We need him alive, not dead.

So:

Learn from Lenin, but don’t canonise him.

Don’t create a cult around a man who fought cults his whole life.

Don’t sell the objects of this cult.

Don’t merchandise Lenin!”

What made the canonisation all the more deadly, was the fact that Lenin’s legacy is ambivalent. As Darko Suvin points out, before Lenin read Hegel in 1914, his main philosophical contribution had been the notorious Materialism and Empirio-Criticism which “opened the door to a quite untenable theory of arts and sciences subjectively ‘mirroring’ and objectively reality, that is, to a mechanical materialism later warmly espoused by harmful Stalinist inquisitors into sciences and arts and amounting to a ban on radical innovation within Marxism quite uncharacteristic of Lenin’s own major achievements.”

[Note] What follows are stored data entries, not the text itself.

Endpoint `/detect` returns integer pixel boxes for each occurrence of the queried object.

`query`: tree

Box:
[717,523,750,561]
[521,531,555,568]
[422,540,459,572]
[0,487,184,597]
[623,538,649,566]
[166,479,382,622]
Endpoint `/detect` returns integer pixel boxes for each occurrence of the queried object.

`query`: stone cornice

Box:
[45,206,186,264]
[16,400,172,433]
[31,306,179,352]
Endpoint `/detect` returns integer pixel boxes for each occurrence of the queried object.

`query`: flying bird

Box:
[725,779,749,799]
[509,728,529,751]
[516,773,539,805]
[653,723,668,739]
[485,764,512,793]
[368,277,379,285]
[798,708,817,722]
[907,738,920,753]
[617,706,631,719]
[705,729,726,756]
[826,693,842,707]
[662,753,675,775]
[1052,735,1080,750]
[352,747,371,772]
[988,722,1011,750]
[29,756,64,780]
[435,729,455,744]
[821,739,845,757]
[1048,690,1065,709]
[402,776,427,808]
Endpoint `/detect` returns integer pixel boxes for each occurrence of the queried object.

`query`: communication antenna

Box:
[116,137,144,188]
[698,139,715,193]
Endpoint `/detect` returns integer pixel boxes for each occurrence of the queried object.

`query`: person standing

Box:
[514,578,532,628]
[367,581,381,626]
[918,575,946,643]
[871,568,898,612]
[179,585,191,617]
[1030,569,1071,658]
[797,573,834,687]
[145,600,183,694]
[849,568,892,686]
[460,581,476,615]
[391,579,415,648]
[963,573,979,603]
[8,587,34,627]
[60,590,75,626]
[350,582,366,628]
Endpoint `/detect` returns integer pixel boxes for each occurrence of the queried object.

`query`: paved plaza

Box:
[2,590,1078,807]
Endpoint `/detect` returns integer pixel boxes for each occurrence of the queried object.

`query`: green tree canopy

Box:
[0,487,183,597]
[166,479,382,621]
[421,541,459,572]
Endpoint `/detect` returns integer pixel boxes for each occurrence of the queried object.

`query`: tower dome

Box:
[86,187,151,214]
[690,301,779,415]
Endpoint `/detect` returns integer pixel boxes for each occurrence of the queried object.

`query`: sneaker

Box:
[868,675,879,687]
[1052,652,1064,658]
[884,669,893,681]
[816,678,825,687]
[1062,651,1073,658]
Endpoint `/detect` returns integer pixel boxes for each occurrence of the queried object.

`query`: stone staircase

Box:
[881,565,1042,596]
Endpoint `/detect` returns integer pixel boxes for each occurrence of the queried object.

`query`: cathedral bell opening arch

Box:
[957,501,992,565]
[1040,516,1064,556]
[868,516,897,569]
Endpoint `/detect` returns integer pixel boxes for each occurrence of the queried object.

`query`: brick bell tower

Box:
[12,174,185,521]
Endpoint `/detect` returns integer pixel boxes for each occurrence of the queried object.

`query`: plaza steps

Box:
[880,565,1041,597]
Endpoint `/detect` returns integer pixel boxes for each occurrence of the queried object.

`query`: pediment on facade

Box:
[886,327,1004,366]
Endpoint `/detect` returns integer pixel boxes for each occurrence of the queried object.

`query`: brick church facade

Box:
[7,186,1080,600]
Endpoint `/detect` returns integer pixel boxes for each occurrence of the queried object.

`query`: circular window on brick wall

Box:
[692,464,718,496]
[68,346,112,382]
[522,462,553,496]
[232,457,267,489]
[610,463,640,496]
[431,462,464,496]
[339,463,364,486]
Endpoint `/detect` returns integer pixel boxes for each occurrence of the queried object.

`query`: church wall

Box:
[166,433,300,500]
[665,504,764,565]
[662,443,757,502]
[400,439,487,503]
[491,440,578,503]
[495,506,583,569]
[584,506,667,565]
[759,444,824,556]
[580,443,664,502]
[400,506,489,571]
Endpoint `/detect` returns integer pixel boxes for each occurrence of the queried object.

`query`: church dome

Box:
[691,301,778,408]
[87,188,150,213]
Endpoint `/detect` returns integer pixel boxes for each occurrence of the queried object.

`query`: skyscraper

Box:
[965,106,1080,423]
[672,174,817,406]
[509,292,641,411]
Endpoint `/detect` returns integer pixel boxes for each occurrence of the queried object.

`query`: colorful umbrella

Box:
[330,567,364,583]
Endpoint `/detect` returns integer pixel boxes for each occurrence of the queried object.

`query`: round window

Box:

And what is especially tragic is that the collection of the LEF articles in Coiled Verbal Spring ends with a quote by Stalin, supplied by Alexei Kruchenykh, which argues that the party leader, who is by definition infallible, can override the majority opinion of the party, Within a few years, Stalin would destroy the Left Front of the Arts and all it stood for, in favour of a reactionary school of resuscitated romanticism called “socialist realism.”

All of the writers in Coiled Verbal Spring survived the purges of the 1930s. But Mayakovsky shot himself in 1930, after which Stalin imposed on his legacy the same fate as he imposed on the legacy of Lenin; he was ‘canonised’ as the great poet of the Bolshevik Revolution.